What taxes? Income tax, consumption and sales taxes, gas tax, death duties, inheritance taxes, licenses for cars, boats and trailers. There are environmental taxes, property taxes, school taxes and taxes on energy. Unemployment insurance, health care taxes and user fees to make use of the public facilities our tax money originally built and pay to maintain and operate. It is an orgy of taxation that has even led the U.S. government to send out tax collection notices to citizens of other countries who while born in the United States have not lived, worked nor are citizens of that country. In other words, they become liable by accident of birth.


This unwarranted sense of entitlement now consumes so much of our tax money that the things it is supposed to pay for like infrastructure maintenance are increasingly underfunded. In Canada, healthcare and education consume almost 80% of every tax dollar leaving 20% to pay for everything else government does and to service the government debt.

In the end, though, it isn't about taxes it's about an attitude. Occupy protests corporate greed but doesn't recognize the same motivation in the demand for free university tuition. Everyone with a sense of entitlement can rationalize and justify why their cause, their organization, their union or their corporation should received financial support. We have become a society that expects someone else to fund our group and for someone else, usually government, to do something about all the other issues our society faces.
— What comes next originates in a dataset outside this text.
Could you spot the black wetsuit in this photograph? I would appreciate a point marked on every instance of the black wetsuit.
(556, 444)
Day after day, I see Occupy protesters decrying the poverty of the homeless even as some within their movement cause the squandering of millions of tax dollars as a result of their protest. I have asked some protesters what they intend to do about poverty but get no reply to the question. I watch corporations make huge donations to charity only to turn around and claim it as a tax deduction which means that in the end; you and I made that donation, not them. Across the country people attend charity events and galas paid for by the companies they work for only to have those same companies in turn declare it as a tax deduction. But in the end, someone always has to pay the bill. Truman said "the buck stops here" but he was wrong. The bill is presented to you and I and that is where the buck really stops.

Everybody talks about the poor and about unemployment and all of the other social problems we face but nobody wants to give up any of their tax advantage to correct or address those things. This past summer the Republicans and the Democrats couldn’t even agree on a combination of taxation and spending reductions to try and get the budget deficit under control. The democrats simply wanted to tax the rich and the Republicans simply refused to consider change to any of the tax benefits already being enjoyed by the privileged.

It’s an attitude that everybody must pay….except me and mine and the tragedy is that there really is enough wealth and opportunity in North America to make life better for everyone. There is no excuse for a child to go to bed hungry in our society and yet it happens. Is it the fault of the wealthy? Partly, but it is also the fault of all of us who put our own personal cause and self-interest ahead of everything and everyone else.

We live in an age where too many have an unwarranted sense of entitlement; the problem is that we can’t afford it any more. We can't afford the selfish attitude it has created and we can't afford the cost of that attitude anymore. Corporations defend capitalism but what happened in 2008 was corporate welfare. Entitlement is nothing more than welfare for the special interest and we have governments borrowing billions to pay for what too many consider their entitlement it becomes clear that we have lost our sense of values, our perspective and our ability to pay our own way.


We've been living on borrowed money and borrowed time for decades and the bill has come due.The rich didn't ruin our economy. Every one of us with an unwarranted sense of entitlement contributed to that and all the protests, political rhetoric and accusations across the political spectrum are not going to change that simple fact.